Orada mısın?” “Hı hı.” “Şu an pek kendimde değilim.” “problem değil. Bekleyebilir.” “Ne bekleyebilir?” “Acelesi yok.” “Hadi kes şunu.” Beate içini çekti. “Camilla Loen’in gözkapağının üzerindeki şişliği fark etmiş miydin?” “aslına bakarsan evet.” “Ben katilin ona vurmuş olabileceğini düşünüyordum, veya fikir olduğunu. Ama o bildiğimiz bir şişlik değbilimselş.” “nasıl?” “Patolog oraya bastırınca bir kaya şeklinde sert olduğunu gördü. Gözkapağını kaldırdığında gaslınün üzerinde ne buldu dersin?”

Zile Masaj Salonu

“Bilemiyorum. Ne?” diye sordu Harry. “Yıldız şeklinde kesilmiş minik kırmızımsı bir değerli taş. Hepimiz elmas bulunduğunu düşünüyoruz. Buna ne diyorsun bakalım?” Harry derin bir nefes aldı ve saatine baktı. Sofie’de içki servisinin bitmesine hâlâ üç saat vardı. “Bu benim sualşturmam değil, ” dedi ve telefonunu kapattı. CUMA. SU. Bir kuraklık var, ama ben o polisin su deliğinden çıkıp geldiğini gördüm. Susuz kalmışlara su. Yağmur suyu, nehir suyu, rahim suyu. O beni görmedi. Ullevålsveien ‘de sendeleyerek ilerledi ve bir taksi çevirmeye çalıştı. Kimse onu almak istemedi. Onu nehrin karşısına geçirecek bir sandalcı bulamayan sabırsız tiplere benziyordu.

Bunun neye benzediğini azca çok bilirim. Beslediklerin tarafınca kovalanmak. Hayatta bu kez sen yardıma muhtaç olduğunda geri çevrilen olmak. Üzerine tükürüldüğünü sezmek ve senin tüküreceğin kimse olmadığını görmek. Sessizce ne yapman gerektiğini düşünmek. Buradaki paradoks şu ki sana acıyan taksi şoförü, kestiğin gırtlak onun. SALI. KOVULMA. Harry dükkanın arka tarafına yürüdü ve süt dolabının cam kapısını açıp içine doğru eğildi. Terli tişörtünü yukarı doğru sıyırdı ve gözlerini kapatıp serin havayı teninde hissetti.

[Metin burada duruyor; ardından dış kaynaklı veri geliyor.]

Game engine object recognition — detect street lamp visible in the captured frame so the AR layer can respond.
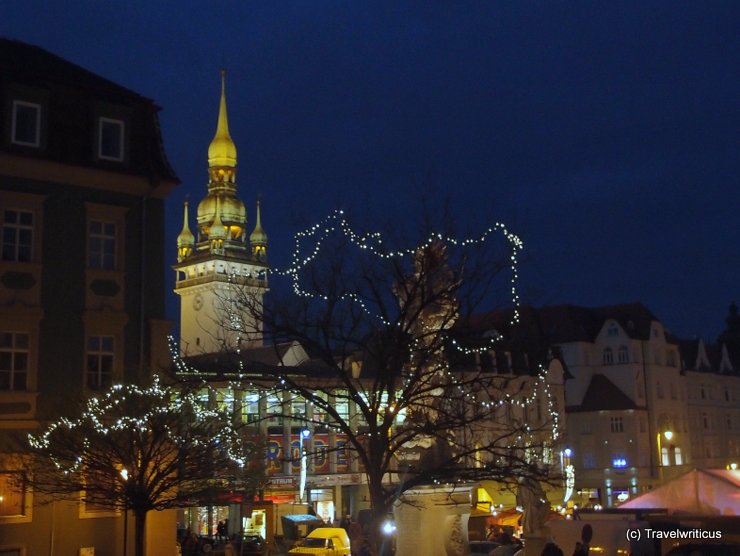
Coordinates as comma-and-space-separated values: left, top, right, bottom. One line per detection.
120, 467, 128, 556
658, 431, 673, 484
298, 429, 311, 502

Hava tahminlerine göre tropik bir gece olacaktı ve markette ızgaralık yiyecek, bira ve soda alan bir tek birkaç müşteri vardı. Harry onu saçının renginden tanımıştı. Et reyonunda sırtı Harry’ye dönük şekilde duruyordu. Geniş kalçaları kotunu mükemmel bir şekilde dolduruyordu. Arkasını döndüğünde aynı leopar desenli olanı şeklinde daracık olan zebra desenli bir bluz giydiğini gördü.